Law360 (May 20, 2021, 6:01 PM EDT) --
These figures suggest that the number of open MDB investigations may approach or even exceed the number of investigations being pursued by government law enforcement agencies such as the United Kingdom's Serious Fraud Office and Financial Conduct Authority.
As the pandemic slowly subsides, the number of individuals and businesses coming under MDB scrutiny will no doubt increase; particularly so given the World Bank's announcement that it will deploy up to $160 billion in financing, including over $50 billion of individual development account resources in grants and highly concessional terms, to help developing countries recover from COVID-19's devastating economic effects.
With this unprecedented financing commitment, the World Bank and its new head of enforcement will be keen to ensure the highest degree of integrity is maintained in bank-financed COVID-19-related projects, including by engaging civil society organizations to help monitor COVID-19 response projects.

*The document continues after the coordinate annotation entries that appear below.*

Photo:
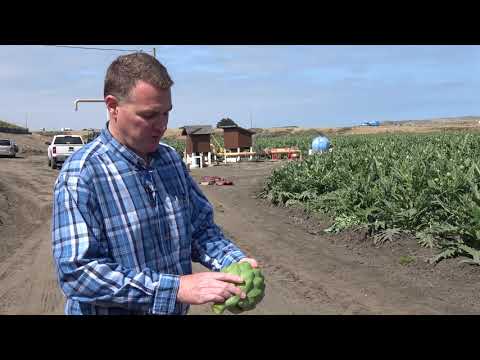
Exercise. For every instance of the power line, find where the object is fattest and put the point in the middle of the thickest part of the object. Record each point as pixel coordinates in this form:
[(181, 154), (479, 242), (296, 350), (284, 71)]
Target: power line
[(95, 48)]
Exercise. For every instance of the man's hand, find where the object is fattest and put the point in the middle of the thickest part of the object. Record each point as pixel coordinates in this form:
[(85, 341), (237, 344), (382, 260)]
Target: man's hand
[(202, 288), (251, 261)]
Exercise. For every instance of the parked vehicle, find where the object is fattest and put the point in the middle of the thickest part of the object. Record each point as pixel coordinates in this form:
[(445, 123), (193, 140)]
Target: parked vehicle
[(61, 147), (8, 147)]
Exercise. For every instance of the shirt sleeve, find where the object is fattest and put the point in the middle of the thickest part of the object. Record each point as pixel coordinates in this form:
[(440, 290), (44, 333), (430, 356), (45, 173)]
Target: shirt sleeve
[(86, 272), (209, 245)]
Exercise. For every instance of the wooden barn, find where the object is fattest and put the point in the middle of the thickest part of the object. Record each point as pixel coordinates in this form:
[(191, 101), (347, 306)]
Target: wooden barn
[(238, 140), (197, 145)]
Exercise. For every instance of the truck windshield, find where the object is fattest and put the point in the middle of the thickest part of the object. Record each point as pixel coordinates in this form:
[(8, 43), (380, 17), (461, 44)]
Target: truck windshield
[(68, 140)]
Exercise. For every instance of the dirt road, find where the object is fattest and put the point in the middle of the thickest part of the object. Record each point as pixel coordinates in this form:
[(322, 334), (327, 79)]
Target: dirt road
[(307, 271)]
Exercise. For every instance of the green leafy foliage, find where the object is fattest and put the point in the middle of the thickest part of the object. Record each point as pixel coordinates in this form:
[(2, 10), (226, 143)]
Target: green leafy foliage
[(424, 184)]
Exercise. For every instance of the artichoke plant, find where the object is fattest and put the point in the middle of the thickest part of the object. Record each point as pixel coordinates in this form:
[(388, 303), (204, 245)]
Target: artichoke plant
[(253, 286)]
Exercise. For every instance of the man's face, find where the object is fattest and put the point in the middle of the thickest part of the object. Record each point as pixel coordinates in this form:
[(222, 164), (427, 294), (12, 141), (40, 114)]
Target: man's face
[(141, 120)]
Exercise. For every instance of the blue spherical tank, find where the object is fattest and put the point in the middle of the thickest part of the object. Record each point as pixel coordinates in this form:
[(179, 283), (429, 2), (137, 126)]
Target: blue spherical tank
[(320, 143)]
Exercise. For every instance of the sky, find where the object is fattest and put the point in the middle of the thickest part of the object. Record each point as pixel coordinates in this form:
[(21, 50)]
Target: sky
[(258, 85)]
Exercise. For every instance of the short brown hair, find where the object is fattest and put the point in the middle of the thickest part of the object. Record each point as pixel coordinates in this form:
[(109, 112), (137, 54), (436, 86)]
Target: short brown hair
[(124, 72)]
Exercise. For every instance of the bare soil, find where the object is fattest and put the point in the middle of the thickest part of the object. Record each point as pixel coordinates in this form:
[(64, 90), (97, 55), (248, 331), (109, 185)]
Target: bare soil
[(307, 271)]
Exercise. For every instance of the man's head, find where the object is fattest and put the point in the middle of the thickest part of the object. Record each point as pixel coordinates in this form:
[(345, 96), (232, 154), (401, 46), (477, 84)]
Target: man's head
[(138, 98)]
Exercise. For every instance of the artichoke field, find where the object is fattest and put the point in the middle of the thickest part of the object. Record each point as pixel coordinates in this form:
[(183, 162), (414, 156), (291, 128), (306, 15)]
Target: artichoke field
[(426, 185)]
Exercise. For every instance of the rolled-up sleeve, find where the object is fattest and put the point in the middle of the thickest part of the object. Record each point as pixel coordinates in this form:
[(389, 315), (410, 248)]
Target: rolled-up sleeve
[(85, 270)]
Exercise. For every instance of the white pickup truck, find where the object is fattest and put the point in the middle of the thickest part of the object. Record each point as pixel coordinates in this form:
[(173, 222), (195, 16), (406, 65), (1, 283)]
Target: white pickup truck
[(61, 147)]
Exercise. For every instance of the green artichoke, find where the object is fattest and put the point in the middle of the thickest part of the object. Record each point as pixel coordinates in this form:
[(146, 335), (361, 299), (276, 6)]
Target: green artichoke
[(253, 286)]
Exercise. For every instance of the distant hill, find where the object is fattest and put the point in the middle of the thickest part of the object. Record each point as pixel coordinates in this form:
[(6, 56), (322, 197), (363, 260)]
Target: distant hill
[(433, 120), (5, 124)]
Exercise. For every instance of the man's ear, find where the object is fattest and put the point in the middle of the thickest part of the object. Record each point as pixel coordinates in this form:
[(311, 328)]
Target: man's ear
[(112, 105)]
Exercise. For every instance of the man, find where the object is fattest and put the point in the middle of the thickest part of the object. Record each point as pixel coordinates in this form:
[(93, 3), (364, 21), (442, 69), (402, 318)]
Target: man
[(128, 219)]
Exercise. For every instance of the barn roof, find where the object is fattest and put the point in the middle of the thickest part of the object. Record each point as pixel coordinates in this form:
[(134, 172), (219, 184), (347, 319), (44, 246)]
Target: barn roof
[(237, 128), (197, 130)]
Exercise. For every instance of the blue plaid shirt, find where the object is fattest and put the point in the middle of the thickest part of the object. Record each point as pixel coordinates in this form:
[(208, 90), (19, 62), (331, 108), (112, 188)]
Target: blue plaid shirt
[(124, 231)]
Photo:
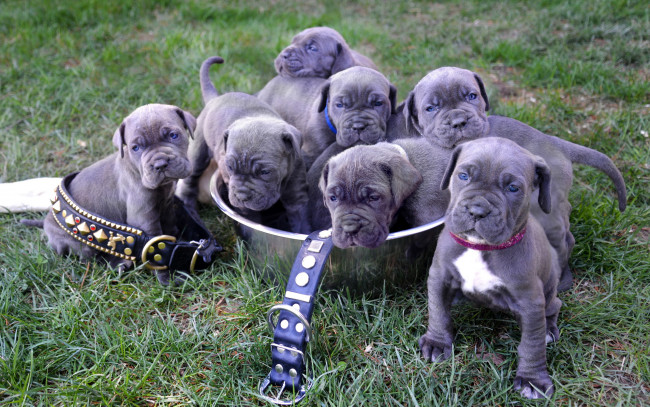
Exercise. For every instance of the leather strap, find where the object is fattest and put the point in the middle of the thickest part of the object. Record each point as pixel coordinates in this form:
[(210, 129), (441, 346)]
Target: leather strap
[(293, 330), (193, 252)]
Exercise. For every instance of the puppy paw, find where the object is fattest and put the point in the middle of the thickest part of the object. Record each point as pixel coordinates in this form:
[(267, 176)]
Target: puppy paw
[(538, 388), (433, 350)]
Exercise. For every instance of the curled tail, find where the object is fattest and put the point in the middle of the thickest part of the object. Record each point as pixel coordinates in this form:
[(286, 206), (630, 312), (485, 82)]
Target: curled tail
[(37, 223), (585, 155), (207, 88)]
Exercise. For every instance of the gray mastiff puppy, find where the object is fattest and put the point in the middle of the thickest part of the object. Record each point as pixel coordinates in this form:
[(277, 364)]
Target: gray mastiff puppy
[(364, 189), (135, 185), (257, 155), (351, 107), (318, 52), (494, 252), (448, 107)]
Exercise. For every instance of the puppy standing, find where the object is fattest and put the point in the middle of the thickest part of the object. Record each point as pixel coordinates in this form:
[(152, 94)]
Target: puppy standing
[(318, 52), (448, 107), (134, 186), (497, 254), (352, 106), (257, 154)]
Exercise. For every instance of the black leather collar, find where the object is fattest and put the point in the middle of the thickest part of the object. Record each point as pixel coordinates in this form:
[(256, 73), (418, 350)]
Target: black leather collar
[(293, 329), (194, 251)]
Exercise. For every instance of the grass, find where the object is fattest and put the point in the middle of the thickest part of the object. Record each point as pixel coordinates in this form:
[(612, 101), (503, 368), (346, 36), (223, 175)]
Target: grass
[(76, 333)]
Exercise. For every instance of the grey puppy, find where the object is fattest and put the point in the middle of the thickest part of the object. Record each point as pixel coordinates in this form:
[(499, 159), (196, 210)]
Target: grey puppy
[(256, 151), (365, 188), (135, 185), (448, 107), (352, 106), (494, 252), (318, 52)]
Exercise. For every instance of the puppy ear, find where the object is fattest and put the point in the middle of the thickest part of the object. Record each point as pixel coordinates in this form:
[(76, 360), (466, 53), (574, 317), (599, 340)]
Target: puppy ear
[(324, 95), (404, 178), (392, 96), (543, 181), (451, 166), (118, 139), (188, 120), (410, 114), (483, 93), (343, 59)]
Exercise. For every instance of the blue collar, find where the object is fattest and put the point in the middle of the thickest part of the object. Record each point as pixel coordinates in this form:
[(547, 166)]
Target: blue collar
[(327, 119)]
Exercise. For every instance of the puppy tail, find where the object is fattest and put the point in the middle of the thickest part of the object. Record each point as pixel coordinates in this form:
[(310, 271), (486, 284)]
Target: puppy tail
[(207, 87), (37, 223), (585, 155)]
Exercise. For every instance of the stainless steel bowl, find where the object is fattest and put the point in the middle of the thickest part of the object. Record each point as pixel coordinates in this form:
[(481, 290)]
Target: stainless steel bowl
[(402, 259)]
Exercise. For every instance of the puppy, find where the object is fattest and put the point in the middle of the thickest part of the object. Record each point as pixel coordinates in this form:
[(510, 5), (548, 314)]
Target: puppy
[(496, 253), (135, 185), (364, 188), (318, 52), (257, 155), (351, 107), (448, 107)]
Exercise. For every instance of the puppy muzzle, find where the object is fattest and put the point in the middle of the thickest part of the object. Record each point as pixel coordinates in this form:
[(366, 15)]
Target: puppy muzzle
[(480, 219)]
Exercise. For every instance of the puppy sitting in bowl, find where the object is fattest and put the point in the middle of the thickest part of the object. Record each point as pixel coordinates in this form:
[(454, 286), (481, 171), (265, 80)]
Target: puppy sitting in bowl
[(257, 154), (494, 252)]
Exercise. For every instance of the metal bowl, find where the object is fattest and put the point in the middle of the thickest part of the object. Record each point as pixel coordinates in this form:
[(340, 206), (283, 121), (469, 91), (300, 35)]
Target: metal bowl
[(403, 259)]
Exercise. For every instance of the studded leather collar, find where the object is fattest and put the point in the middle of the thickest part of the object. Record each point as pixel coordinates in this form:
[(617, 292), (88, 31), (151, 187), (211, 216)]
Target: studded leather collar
[(125, 242)]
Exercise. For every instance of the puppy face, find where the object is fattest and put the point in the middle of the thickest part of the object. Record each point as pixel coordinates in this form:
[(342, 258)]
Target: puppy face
[(363, 187), (359, 101), (448, 107), (258, 157), (314, 52), (491, 182), (153, 141)]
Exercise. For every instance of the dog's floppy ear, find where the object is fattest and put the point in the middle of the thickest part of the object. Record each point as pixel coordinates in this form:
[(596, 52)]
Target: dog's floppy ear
[(451, 166), (188, 120), (404, 178), (324, 95), (410, 114), (118, 139), (543, 181), (343, 59), (482, 89), (392, 97)]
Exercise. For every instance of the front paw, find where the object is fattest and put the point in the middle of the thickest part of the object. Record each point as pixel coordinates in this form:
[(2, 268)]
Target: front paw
[(541, 387), (434, 350)]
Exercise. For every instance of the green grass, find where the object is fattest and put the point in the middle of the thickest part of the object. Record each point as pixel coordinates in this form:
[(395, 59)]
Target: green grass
[(76, 333)]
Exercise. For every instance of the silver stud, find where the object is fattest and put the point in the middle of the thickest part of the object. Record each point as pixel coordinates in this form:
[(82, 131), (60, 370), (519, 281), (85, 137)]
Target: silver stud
[(309, 261)]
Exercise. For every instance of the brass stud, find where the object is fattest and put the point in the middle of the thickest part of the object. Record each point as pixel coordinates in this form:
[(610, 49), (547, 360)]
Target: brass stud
[(100, 236), (83, 229)]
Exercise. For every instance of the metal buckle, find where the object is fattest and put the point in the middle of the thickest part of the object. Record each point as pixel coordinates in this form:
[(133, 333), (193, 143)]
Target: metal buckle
[(149, 248), (283, 307), (302, 392)]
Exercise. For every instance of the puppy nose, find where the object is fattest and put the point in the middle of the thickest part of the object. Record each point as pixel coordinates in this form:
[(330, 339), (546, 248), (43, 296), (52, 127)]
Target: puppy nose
[(458, 122), (478, 211), (160, 164)]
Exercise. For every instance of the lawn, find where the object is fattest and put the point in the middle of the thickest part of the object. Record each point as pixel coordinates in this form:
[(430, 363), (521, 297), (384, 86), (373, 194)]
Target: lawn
[(76, 333)]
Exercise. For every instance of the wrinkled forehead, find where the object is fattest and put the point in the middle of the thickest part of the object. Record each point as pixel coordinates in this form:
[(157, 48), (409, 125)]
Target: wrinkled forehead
[(445, 81)]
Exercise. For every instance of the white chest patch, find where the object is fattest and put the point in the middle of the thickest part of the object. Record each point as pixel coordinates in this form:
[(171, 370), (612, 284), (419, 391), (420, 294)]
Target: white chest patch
[(475, 273)]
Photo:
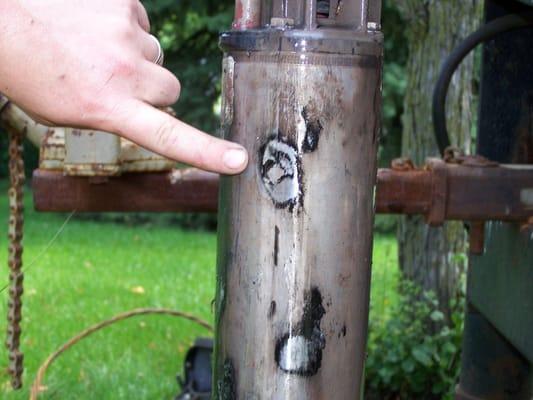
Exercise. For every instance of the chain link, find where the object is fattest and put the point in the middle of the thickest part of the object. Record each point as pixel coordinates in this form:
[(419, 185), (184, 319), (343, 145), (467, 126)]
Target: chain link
[(16, 276)]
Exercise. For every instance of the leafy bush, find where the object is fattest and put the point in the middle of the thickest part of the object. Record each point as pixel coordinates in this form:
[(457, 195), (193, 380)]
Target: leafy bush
[(405, 359)]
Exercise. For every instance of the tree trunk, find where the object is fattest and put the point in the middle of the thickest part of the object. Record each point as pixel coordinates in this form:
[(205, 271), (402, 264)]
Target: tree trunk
[(432, 256)]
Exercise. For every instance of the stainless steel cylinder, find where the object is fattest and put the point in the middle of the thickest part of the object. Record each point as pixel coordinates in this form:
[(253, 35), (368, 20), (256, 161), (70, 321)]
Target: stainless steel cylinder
[(295, 229)]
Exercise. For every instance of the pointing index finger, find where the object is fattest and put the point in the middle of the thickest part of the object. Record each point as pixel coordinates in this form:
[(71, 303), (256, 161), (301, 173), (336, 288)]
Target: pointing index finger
[(172, 138)]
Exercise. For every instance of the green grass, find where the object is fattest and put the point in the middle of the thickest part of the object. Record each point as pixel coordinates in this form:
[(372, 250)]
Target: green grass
[(95, 270)]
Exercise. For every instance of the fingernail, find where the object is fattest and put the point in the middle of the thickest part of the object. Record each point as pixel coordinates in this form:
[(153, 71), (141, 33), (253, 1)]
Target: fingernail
[(235, 158)]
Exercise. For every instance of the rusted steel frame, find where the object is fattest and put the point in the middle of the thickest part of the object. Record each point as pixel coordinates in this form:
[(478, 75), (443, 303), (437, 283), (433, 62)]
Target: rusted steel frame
[(17, 121), (247, 14), (444, 191), (466, 193), (188, 190)]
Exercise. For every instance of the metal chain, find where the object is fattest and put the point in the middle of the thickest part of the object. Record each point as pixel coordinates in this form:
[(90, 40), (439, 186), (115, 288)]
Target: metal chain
[(16, 276)]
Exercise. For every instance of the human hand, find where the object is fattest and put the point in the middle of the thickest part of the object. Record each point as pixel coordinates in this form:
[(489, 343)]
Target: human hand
[(89, 64)]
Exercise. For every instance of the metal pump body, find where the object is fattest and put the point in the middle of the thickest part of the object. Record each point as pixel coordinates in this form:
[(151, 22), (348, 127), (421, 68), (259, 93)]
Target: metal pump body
[(302, 93)]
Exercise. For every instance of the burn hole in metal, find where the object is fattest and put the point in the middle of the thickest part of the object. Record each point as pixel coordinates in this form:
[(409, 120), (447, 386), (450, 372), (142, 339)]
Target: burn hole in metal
[(312, 131), (226, 387), (281, 173), (299, 351)]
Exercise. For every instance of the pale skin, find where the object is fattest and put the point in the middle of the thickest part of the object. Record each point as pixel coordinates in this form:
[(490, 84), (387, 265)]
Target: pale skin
[(90, 64)]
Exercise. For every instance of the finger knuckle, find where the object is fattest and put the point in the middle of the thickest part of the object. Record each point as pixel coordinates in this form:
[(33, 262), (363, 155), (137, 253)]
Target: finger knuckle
[(122, 67), (165, 136)]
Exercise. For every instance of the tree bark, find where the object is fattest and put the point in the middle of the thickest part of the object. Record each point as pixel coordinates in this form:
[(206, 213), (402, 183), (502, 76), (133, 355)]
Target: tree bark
[(432, 256)]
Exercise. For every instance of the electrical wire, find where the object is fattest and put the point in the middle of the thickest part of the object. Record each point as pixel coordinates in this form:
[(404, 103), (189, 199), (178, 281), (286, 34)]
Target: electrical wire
[(487, 32), (36, 388)]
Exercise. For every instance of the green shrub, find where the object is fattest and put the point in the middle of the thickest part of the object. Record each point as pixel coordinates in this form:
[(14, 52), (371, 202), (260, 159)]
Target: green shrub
[(414, 354)]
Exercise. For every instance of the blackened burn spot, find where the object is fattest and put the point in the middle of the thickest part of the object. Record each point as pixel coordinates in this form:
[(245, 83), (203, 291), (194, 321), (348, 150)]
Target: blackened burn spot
[(272, 309), (299, 351), (312, 131), (226, 386), (281, 173)]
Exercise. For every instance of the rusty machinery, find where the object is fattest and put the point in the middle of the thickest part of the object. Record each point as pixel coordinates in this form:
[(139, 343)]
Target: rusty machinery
[(301, 91)]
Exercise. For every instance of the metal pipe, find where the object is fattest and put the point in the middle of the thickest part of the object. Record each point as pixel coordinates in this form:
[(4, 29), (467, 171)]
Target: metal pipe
[(247, 14), (295, 229)]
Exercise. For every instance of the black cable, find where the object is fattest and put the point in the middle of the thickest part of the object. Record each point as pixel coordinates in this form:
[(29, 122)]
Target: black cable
[(487, 32)]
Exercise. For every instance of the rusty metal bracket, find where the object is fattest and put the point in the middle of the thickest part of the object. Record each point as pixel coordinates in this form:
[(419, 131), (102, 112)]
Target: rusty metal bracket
[(439, 191)]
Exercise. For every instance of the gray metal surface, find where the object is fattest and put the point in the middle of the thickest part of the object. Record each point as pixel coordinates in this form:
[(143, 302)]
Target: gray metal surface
[(295, 229)]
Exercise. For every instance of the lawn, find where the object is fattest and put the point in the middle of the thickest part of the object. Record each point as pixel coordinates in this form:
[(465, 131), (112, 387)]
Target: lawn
[(94, 270)]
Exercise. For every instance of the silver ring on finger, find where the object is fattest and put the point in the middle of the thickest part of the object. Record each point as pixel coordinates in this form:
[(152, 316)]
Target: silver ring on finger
[(160, 54)]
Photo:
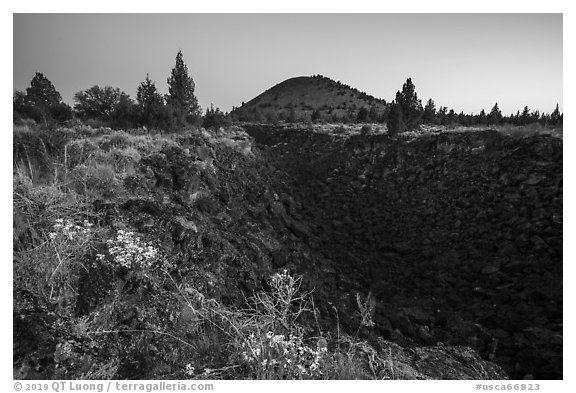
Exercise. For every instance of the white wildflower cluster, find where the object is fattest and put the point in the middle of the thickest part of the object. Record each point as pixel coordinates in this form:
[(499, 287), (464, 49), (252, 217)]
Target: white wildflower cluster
[(277, 355), (130, 251), (285, 285), (68, 230), (190, 370)]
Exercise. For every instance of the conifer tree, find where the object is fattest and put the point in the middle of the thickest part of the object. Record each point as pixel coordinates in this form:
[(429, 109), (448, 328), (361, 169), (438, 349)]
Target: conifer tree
[(410, 105), (181, 98), (43, 96), (429, 112), (495, 115), (556, 118), (150, 104)]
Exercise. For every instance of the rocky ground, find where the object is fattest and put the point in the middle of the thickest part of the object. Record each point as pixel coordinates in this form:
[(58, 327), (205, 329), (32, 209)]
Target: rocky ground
[(458, 238), (457, 235)]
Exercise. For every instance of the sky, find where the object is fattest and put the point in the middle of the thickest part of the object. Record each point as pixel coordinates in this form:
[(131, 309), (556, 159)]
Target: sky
[(466, 62)]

Although MDB investigations have been a growing trend in recent years, they remain relatively unknown to the public and even to the corporations that bid on MDB-financed projects. But this does not mean they should be ignored.
MDBs have extensive sanctioning powers that can have a debilitating impact on a company's business activities. The spillover effect of a debarment and subsequent cross-debarment, and potential additional prosecution before national jurisdictions, alongside the significant financial impact of a temporary suspension and any disgorgement of profit should incentivize corporations to take any such investigation seriously.
This article lays out the sanctions MDBs can impose, and some practical steps that the targets of MDB investigators should consider when navigating through an MDB inquiry.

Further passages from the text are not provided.